W. Matthew Hart: Veteran, Visionary, and the Imaginative Force Behind Sole Surviving Son

Marine veteran W. Matthew Hart delivers a gripping wartime mystery in Sole Surviving Son, blending legacy, love, and long-buried truths.

Scott Hill
Scott Hill - Editor-in-Chief
W. Matthew Hart, Author of "A Sole Surviving Son"

W. Matthew Hart isn’t your typical fiction author. He’s a U.S. Marine Corps veteran, former IBM Global Services executive, and a self-made novelist who’s published more than 30 books over the last two decades. His latest re-release, Sole Surviving Son, blends historical fact, maritime intrigue, and a deeply personal narrative into a suspenseful and emotional thriller that grips readers from the first page.

The novel opens with a memory, a traumatic one. A young boy on a stolen birthday bike ride witnesses a violent crime on a Cape Cod beach. The man responsible threatens the boy into silence, leaving him scarred and haunted. That boy grows up to become Alan Hast, a Marine veteran turned seafarer. Decades later, a discovery tied to a WWII-era shipwreck and a mysterious canister sets Hast on a collision course with the very man who destroyed his innocence.

Hart’s inspiration came from a mix of family legacy and personal obsession. “I started thinking about my grandfather,” he said in a recent interview. “He was a merchant marine sea captain. His ship, the S.S. Deepwater, was torpedoed by the Germans off the coast of New York during World War II. But no one in my family talked about it. It was almost like it was classified.”

That silence sparked something. Hart began writing — not just one book, but a series. Sole Surviving Son was one of his first. “I imagined what secrets might have gone down with that ship,” he explained. “Then I wrapped a fictional story around those facts.” The result is a novel that moves between 1940s wartime shipping routes and 1980s East Coast shorelines, exploring both personal trauma and geopolitical tension.
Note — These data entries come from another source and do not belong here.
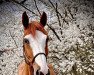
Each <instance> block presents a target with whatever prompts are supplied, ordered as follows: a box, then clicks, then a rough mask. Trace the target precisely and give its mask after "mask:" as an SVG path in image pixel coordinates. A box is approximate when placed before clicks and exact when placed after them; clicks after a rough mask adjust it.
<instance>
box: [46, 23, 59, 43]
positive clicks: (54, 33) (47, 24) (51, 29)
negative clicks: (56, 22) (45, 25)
mask: <svg viewBox="0 0 94 75" xmlns="http://www.w3.org/2000/svg"><path fill="white" fill-rule="evenodd" d="M47 26H48V27H49V28H50V29H51V30H52V31H53V33H54V34H55V35H56V37H57V39H58V40H59V41H60V42H61V39H60V37H59V36H58V34H57V33H56V31H55V30H54V28H52V27H51V26H49V25H48V24H47Z"/></svg>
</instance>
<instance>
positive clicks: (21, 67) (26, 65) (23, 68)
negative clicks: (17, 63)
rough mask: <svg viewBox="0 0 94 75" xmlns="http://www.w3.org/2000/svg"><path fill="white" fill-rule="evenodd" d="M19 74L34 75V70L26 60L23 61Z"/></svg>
mask: <svg viewBox="0 0 94 75" xmlns="http://www.w3.org/2000/svg"><path fill="white" fill-rule="evenodd" d="M18 75H33V70H32V68H31V67H30V66H29V65H28V64H26V62H25V61H22V62H21V63H20V65H19V67H18Z"/></svg>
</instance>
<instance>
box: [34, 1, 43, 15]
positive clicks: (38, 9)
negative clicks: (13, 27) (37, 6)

In Sole Surviving Son, the fictional S.S. Deepwater carries not only its routine cargo but also a mysterious steel canister — one the Germans are willing to sink a ship to retrieve. Among its passengers is a woman charged with protecting the container, and a captain who may be the only one with the integrity to see the voyage through. When the ship is torpedoed and the canister lost in Long Island Sound, a multi-generational mystery is born.

Hart’s protagonist, Alan Hast, takes on the role of the seeker. A survivor of war and witness to atrocity, Hast gets pulled into a high-stakes recovery mission that could vindicate his family, expose corporate sabotage, and bring down a powerful South American conglomerate. Along the way, he’s forced to face the ghost of that night on the beach — and the man who made him a victim.

The book’s title, Sole Surviving Son, refers to more than just a naval policy or a plot device. “It’s about legacy,” Hart said. “There’s a good guy and a bad guy. Both fathers. Both sons. And that dynamic — that contrast — drives the story. It’s about what we inherit and what we run from.”

The novel isn’t only about action and suspense. Three distinct love stories run through the timeline, each offering a different lens on grief, connection, and redemption. One unfolds aboard the water before it sinks. Another grows between Hast and a fellow investigator as they search for the lost canister. A third is barely kindled, forever interrupted by violence. Hart uses these relationships to add emotional depth to a plot brimming with sabotage, espionage, and seafaring peril.

Though fictional, the book is grounded in real history. Hart draws upon his own military background — he served in avionics and was stationed at elite posts including HMX-1, the Presidential helicopter squadron — to add technical authenticity to naval operations and wartime communication. A helicopter crash later left him 100% disabled. That injury, instead of ending his career, redirected it.

“I knew I couldn’t do the kind of work I did before,” Hart said. “So I started writing. At first, it was for my own amusement. But then it turned into something more.”

Hart not only writes his books — he edits and publishes them himself. He’s proudly independent, and it shows in the sharpness of his storytelling and the clarity of his prose. His background in business and engineering shines through in the structure and pacing of his novels, while his military experience adds grit and realism. His characters don’t just fight enemies; they wrestle with doubt, memory, and the weight of history.

When asked whether Sole Surviving Son is about redemption, Hart paused. “Not quite,” he said. “It’s about truth. About putting things to rest. Some scars never heal, but sometimes justice is the next best thing.”

The novel is the first in a loose series that includes Mega Blast and Pacific Princess, which continue the journeys of some of the same characters. Still, Sole Surviving Son stands strong on its own. It’s a tale of betrayal, loyalty, and perseverance — anchored in historical events but propelled by imagination.

Hart’s fans know they’re getting more than entertainment. They’re getting stories forged by someone who’s seen the world, survived hardship, and still believes in the power of narrative to illuminate what official history often overlooks.

For those curious about wartime secrets, sunken treasure, or the long reach of memory, Sole Surviving Son is a mystery worth surfacing.